Rikâ, Tevkî'nin küçük biçimidir. Bu yazı kısa metinlerin yazımında kullanılmıştır. O sebeple de yazımı seridir. Bu yazı ayrıca Kur'an'ın dua sayfaları ile hocaların talebelerine verdikleri sülüs ve nesih icazetnamelerinde kullanılmıştır. Bu sebeple bu yazıya İcâze ile Hatt-ı İcâze de denilmiştir.

8 – Ta'lik

Talik, "Oğlum yemeğin iyisi kötüsü olmaz Besmeleyle yedikten sonra" - Mahmud Yazır

Ta'lik, asma, asılmış demektir. Bu isim harflerin asılmış gibi durmasından gelir. İran'da ortaya çıkan bu yazı biçimi Osmanlı'da Yesârî ile Yesârîzade'nin çabaları ile apayrı bir güzellik kazanmıştır. İnce, mukavves ve narin yapısı harflerle yapılan bir musikidir.

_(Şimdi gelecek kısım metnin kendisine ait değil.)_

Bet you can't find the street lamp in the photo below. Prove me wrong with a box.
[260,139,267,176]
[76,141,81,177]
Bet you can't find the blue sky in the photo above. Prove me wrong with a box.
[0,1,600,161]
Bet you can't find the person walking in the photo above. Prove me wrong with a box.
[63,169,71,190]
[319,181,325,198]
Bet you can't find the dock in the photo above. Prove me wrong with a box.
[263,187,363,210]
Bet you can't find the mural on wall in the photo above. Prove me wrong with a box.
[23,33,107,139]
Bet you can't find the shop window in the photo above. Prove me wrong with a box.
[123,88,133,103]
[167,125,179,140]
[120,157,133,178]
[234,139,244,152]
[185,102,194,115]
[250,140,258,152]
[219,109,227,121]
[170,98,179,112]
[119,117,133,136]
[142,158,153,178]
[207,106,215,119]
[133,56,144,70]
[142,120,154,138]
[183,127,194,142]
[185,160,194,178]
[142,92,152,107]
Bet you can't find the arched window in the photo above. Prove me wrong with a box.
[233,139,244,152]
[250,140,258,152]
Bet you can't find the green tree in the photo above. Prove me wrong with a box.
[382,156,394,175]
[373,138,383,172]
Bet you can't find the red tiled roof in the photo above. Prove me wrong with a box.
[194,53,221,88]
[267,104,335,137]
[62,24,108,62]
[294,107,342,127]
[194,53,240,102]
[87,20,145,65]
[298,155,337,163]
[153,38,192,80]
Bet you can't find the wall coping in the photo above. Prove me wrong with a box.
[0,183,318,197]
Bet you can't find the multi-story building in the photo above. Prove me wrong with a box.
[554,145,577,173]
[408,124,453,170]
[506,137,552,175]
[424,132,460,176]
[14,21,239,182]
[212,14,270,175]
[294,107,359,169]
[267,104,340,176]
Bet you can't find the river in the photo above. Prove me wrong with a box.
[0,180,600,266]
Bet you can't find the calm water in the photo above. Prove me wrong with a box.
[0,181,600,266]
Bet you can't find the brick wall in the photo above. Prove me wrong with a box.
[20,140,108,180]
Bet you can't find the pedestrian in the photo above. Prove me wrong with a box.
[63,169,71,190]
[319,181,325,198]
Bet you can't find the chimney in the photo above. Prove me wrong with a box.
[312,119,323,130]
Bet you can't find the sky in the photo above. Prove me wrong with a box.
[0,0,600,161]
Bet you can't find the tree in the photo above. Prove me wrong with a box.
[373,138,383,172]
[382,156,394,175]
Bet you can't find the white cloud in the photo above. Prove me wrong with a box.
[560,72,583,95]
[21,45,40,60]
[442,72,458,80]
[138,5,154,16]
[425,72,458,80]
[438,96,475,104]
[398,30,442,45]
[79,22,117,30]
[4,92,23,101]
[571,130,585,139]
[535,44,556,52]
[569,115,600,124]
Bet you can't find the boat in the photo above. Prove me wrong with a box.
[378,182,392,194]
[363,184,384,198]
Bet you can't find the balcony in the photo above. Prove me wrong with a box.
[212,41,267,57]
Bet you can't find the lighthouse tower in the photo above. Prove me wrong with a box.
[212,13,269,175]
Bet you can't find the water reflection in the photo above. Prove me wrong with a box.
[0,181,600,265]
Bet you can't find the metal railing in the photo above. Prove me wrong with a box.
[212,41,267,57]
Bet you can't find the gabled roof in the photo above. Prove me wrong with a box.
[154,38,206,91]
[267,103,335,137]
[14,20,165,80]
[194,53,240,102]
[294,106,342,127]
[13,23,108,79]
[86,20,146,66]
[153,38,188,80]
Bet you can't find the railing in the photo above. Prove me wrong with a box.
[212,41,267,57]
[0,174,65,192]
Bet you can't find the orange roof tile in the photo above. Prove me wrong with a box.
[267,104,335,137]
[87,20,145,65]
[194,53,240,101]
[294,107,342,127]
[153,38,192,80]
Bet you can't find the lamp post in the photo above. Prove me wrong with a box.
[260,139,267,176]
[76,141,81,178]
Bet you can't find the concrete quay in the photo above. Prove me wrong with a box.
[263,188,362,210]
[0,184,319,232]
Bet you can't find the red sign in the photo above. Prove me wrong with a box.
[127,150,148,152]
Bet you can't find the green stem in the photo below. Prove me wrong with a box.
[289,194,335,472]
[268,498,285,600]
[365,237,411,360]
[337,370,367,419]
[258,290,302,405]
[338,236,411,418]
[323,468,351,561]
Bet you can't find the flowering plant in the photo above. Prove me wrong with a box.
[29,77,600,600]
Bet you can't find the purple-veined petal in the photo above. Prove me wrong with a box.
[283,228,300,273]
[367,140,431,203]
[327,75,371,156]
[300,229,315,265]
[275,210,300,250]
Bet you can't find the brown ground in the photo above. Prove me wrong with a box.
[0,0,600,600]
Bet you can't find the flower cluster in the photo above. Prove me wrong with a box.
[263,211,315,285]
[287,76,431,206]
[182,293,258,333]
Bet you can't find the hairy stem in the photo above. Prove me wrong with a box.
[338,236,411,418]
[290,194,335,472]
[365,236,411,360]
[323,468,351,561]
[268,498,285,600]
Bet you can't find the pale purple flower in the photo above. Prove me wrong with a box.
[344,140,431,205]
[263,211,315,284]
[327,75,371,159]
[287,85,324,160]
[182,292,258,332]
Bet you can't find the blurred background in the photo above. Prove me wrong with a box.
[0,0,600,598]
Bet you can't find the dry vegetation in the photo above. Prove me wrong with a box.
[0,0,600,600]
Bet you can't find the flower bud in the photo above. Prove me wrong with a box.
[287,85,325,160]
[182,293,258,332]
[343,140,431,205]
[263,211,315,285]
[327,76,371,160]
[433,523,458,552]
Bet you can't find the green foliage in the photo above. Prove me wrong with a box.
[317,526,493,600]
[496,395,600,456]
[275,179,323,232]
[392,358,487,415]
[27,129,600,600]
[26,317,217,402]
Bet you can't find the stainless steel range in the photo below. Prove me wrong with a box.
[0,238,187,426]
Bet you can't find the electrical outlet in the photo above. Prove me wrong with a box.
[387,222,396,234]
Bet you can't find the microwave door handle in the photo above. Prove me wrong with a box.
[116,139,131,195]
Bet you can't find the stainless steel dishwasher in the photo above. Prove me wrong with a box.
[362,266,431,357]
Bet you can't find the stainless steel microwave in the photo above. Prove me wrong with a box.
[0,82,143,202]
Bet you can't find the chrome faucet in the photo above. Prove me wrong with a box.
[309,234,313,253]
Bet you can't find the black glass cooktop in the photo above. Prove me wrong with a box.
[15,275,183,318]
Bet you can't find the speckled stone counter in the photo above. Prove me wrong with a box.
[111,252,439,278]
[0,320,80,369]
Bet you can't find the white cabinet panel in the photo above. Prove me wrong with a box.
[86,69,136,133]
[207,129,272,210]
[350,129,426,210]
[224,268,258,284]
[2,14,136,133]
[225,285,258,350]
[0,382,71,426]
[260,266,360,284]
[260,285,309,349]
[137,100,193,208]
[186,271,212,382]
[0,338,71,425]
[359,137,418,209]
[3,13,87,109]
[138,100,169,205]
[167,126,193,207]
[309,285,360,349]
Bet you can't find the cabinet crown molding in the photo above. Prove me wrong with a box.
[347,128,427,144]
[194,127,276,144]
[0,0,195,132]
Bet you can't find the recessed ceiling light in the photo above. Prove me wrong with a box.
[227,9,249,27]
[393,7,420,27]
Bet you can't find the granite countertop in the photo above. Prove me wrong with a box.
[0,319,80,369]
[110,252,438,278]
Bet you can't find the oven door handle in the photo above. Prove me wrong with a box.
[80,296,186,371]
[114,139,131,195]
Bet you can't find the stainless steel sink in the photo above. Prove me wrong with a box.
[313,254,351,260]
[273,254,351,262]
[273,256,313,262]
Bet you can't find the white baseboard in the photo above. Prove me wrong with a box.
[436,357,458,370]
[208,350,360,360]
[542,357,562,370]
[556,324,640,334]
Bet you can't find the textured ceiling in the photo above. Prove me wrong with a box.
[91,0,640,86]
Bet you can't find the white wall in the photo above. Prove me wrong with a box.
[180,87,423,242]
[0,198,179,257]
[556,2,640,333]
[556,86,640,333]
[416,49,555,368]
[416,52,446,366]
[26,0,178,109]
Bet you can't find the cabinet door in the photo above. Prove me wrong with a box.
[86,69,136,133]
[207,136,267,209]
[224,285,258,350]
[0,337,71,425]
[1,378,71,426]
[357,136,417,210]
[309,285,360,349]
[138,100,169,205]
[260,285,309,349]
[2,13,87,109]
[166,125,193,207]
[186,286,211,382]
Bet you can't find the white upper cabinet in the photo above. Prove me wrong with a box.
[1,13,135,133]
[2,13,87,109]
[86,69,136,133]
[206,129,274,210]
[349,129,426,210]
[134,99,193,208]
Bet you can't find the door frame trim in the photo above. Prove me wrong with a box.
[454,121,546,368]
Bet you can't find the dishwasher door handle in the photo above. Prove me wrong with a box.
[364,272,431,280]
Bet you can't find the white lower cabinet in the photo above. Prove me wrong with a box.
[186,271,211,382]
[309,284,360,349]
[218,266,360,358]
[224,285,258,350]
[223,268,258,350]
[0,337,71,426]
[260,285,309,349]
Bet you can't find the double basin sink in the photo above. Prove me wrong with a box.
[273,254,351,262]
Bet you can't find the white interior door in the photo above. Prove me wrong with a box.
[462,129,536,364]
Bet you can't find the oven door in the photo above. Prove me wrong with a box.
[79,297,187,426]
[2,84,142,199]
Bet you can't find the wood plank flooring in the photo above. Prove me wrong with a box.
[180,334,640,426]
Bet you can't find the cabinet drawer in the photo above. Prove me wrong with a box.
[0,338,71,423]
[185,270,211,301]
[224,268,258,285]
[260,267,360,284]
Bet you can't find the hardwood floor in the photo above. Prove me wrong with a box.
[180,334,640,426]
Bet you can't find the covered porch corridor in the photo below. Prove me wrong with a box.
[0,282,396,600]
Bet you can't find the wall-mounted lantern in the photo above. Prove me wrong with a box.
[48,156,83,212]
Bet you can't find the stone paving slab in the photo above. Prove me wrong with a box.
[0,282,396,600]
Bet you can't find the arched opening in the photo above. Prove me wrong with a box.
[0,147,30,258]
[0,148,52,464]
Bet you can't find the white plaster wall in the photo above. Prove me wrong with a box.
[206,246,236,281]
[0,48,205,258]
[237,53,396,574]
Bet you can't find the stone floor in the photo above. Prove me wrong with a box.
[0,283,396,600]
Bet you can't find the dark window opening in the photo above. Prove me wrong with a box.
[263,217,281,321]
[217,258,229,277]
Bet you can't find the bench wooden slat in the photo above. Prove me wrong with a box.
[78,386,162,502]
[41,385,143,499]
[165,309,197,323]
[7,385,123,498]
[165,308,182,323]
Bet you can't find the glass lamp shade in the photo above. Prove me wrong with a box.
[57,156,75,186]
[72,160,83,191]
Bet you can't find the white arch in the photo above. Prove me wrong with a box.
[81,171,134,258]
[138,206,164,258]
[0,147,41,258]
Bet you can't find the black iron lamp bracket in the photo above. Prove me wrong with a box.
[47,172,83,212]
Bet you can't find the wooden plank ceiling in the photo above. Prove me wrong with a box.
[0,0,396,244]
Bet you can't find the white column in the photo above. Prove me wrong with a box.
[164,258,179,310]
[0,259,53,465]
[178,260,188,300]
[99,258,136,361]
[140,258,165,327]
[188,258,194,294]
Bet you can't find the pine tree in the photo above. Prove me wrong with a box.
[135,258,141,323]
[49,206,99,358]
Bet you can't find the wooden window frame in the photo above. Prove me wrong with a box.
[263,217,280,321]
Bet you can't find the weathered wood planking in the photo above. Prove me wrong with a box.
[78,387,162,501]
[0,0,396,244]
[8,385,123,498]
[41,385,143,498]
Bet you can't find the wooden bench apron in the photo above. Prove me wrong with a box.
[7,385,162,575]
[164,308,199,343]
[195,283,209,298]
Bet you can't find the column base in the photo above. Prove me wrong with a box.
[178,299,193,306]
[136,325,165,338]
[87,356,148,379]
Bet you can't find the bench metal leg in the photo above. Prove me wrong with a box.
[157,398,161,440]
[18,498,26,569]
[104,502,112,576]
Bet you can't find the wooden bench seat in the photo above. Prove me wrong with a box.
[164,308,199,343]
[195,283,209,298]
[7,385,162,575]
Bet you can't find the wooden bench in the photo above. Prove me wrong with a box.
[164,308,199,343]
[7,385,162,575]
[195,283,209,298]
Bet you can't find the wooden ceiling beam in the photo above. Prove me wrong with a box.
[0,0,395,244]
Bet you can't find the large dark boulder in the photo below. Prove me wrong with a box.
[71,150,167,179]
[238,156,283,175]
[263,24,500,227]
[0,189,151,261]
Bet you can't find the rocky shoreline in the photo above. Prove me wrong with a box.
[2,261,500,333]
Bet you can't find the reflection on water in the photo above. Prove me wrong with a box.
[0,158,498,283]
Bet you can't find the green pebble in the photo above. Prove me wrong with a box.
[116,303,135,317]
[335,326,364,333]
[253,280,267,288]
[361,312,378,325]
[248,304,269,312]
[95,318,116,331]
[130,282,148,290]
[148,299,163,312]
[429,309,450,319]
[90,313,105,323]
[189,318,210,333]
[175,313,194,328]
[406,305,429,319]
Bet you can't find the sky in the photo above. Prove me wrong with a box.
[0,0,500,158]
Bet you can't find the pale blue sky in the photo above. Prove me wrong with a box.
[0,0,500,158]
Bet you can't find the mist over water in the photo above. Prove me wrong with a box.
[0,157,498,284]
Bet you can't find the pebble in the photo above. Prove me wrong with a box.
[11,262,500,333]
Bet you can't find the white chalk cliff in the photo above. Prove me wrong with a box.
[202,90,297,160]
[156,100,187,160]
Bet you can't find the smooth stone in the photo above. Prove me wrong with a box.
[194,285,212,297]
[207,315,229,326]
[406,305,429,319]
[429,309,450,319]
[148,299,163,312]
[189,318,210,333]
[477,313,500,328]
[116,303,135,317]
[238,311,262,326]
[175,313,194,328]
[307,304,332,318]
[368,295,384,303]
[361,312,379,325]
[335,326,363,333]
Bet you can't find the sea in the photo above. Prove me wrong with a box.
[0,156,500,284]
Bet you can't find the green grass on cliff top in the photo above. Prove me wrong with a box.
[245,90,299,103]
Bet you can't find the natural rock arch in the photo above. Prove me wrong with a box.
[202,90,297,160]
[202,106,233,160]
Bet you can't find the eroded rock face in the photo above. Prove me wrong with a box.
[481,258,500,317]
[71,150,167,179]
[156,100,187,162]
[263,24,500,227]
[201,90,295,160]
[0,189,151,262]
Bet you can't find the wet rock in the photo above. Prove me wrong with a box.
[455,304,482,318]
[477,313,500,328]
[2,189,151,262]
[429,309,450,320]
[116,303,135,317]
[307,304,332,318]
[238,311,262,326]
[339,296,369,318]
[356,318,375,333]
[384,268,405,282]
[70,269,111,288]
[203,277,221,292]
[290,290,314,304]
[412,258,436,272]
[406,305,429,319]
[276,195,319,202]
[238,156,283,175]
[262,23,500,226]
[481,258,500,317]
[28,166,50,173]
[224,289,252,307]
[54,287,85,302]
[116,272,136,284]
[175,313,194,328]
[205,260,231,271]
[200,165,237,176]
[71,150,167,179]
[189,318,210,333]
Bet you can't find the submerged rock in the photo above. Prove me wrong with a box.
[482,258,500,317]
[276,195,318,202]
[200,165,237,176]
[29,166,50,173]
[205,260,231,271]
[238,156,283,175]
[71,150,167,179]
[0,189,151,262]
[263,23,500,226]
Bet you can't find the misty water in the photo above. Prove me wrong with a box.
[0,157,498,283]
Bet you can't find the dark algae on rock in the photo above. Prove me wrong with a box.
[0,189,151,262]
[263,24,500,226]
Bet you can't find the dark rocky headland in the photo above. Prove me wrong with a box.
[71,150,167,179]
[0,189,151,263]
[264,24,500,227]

Edebi eserlerde ve divanlarda bu yazı kullanılmıştır.

9 – Divanî

Divanî ile Divanî Celî, İstanbul'un Fethi ile ilgili Hadis - Hüseyin Hüsnü Türkmen

Divanî, İran'da resmi yazışmalarda kullanılan Ta'lik yazının Osmanlı'ya gelip değişiklik göstererek kendine has bir biçim alması ile ortaya çıkmıştır. Divanî, Osmanlı'da resmi yazışmalarda kullanılan harekesiz bir yazı halini almıştır. Harekeli kullanımına ise Celî Divanî denmiştir. Bu iki yazı türü de Türklerin öz icadıdır.

10 – Rik'a

Rik'a, Mehmet Akif'in kendi el yazısı ile şiiri

Rik'a, Divanî yazı biçiminin boyutlarının küçültülmesi, kavislerinin azaltılması ile ortaya çıkmış bir yazıdır. Osmanlı'da okur-yazar kesimin günlük yazışmalar ve mektuplarda kullandığı Rik'a, on sekizinci yüzyıldan sonra yaygınlık kazanmıştır. Bu yazı biçimine on dokuzuncu yüzyılda kaideler getiren isimler çıkmıştır.